J'accepte de tenter l'essai, espérant ainsi que Rimbaud rapportera au moins des renseignements intéressants et favorables à l'extension de notre factorerie. Quelques chameaux chargés de cotonna des diverses sont préparés pour cette expédition."

"Au moment de partir à la tête de son petit convoi, Rimbaud entoure sa tête d'une serviette en guise de turban et drape par-dessus son vêtement habituel une couverture rouge. Son intention est de se faire passer pour musulman. Ce costume qui nous fait rire doit être moins ridicule aux yeux des indigènes, à peu près nus dans des peaux de chèvres épilées et rougies, ou dans des tobes' écourtés et sales, que nos culottes et nos vestes à manches. Rimbaud, qui s'amuse comme nous de son accou trement, convient que la couverture rouge qui orientalise son costume européen sera peut-être un appât pour quelques pillards, mais il tient, pour le prestige de la maison, à être considéré comme un riche marchand mahométan."

Souvenirs 4

"Au bout de quinze jours, pendant lesquels nous n'avons aucune nouvelle, écrit Bardey, Rimbaud revient très fatigué. Obligé de s'aliter il est, pendant une semaine, plus mal qu'avant son départ. Il a cru plusieurs fois sa dernière heure venue." Protégé par le Boko de Boubassa (chef galla) il a créé, en deçà et au delà du village mais très voisins, deux marchés dans la brousse, où viennent, d'assez loin, des vendeurs indigènes, hommes et femmes. La tranquillité n'y règne pas toujours. Sur les conseils du Boko et avec son aide, il a payé deux vigoureux Gallas par marché, qui y font office de gendarmes Il nous dit avoir été plusieurs fois obligé d'intervenir avec ses gendarmes pour séparer des batailleurs au moment où ceux qui avaient le dessous allaient subir la mutilation habituelle."

Souvenirs 5

"A Harar, les opérations continuent comme précédemment, Sotiro activant de plus en plus ses voyages au-dehors sous la direction de Rimbaud que sa fonction de chef d'agence empêche de trop s'écarter de la ville. Des expéditions importantes ont lieu, dont la principale est le voyage de Sotiro en Ogaden, grande contrée inexplorée du centre du Somal et bordant les Gallas à l'ouest. [...]

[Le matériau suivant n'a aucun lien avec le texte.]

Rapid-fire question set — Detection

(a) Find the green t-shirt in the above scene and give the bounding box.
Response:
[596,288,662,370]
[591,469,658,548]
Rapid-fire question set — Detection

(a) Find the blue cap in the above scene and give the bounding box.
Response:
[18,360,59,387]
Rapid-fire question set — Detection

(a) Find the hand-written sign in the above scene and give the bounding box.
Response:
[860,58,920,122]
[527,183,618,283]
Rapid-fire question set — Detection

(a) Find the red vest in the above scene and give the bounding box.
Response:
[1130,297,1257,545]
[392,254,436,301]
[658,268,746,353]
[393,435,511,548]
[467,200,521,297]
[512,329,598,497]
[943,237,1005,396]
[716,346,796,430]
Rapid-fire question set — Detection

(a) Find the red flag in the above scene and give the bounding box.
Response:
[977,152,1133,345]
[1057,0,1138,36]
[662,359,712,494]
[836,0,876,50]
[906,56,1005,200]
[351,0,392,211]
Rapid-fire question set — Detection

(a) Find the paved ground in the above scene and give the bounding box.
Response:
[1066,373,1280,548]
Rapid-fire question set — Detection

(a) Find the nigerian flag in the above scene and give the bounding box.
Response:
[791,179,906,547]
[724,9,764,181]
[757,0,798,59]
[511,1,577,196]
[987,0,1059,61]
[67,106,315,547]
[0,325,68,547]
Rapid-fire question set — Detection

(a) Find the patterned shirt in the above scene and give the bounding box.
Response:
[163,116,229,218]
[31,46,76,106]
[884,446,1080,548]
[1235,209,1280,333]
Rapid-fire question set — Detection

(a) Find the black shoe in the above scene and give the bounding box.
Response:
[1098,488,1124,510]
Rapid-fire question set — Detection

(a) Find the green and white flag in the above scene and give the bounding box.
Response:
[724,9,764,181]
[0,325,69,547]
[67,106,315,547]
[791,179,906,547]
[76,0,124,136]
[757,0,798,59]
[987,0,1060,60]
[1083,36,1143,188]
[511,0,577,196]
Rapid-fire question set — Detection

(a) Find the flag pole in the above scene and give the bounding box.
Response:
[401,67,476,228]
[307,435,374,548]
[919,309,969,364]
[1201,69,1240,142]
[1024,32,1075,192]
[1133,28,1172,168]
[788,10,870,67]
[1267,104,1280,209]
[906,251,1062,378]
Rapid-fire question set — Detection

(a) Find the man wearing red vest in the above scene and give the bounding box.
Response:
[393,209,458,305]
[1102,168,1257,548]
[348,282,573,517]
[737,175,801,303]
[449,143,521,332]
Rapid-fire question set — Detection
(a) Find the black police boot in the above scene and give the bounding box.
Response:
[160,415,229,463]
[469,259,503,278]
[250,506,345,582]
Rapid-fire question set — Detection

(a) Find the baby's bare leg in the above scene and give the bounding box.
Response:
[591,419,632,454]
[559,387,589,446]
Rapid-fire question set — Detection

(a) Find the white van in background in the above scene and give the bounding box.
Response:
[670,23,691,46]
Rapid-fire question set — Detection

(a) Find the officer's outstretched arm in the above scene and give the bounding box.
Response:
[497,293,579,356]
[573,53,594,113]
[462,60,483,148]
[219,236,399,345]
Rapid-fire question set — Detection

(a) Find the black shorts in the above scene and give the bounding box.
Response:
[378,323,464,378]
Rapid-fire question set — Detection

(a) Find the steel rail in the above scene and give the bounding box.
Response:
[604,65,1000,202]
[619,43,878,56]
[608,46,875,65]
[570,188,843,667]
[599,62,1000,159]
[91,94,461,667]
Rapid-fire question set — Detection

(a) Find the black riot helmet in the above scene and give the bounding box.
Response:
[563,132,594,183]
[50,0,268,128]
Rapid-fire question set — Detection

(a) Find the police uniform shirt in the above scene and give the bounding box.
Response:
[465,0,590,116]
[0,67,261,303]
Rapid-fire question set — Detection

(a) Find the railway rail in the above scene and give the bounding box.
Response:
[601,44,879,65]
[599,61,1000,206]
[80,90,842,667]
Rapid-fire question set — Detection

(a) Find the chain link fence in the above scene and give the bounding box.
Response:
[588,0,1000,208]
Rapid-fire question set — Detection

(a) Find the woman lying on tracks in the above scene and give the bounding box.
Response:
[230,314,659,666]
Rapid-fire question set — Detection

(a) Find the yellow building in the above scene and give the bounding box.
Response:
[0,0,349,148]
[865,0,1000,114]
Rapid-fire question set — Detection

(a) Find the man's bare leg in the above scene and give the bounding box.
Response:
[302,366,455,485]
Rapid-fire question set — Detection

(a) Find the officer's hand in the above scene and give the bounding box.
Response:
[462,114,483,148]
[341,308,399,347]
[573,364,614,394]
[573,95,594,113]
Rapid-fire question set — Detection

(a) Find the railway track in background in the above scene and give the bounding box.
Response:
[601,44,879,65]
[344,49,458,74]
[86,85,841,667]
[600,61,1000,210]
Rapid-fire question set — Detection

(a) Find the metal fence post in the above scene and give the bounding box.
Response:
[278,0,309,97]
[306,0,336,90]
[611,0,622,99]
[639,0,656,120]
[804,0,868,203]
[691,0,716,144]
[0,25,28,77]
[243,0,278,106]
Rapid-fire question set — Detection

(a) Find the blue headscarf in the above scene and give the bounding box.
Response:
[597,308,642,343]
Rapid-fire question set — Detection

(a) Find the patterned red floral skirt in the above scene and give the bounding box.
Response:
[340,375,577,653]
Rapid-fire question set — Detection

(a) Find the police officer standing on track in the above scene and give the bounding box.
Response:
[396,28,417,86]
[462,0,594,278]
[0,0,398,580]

Puis je reçois le rapport précis "Notes sur l'Ogaden", établi par Rimbaud d'après les rensei gnements recueillis et les notes rapportées par Sotiro, notre employé grec, au cours de ses explorations en ce pays grand comme la moitié de la France, inexploré et inconnu en-dehors de quelques indigènes venant de temps en temps au Harar. J'adresse ce rapport à la Société de Géographie et il est bientôt reproduit partout."

 

- Souvenirs d'Alfred Bardey. Extraits de son journal resté manuscrit : "Ber Ajem (Terre inconnue)". Études rimbaldiennes, 1, 1968.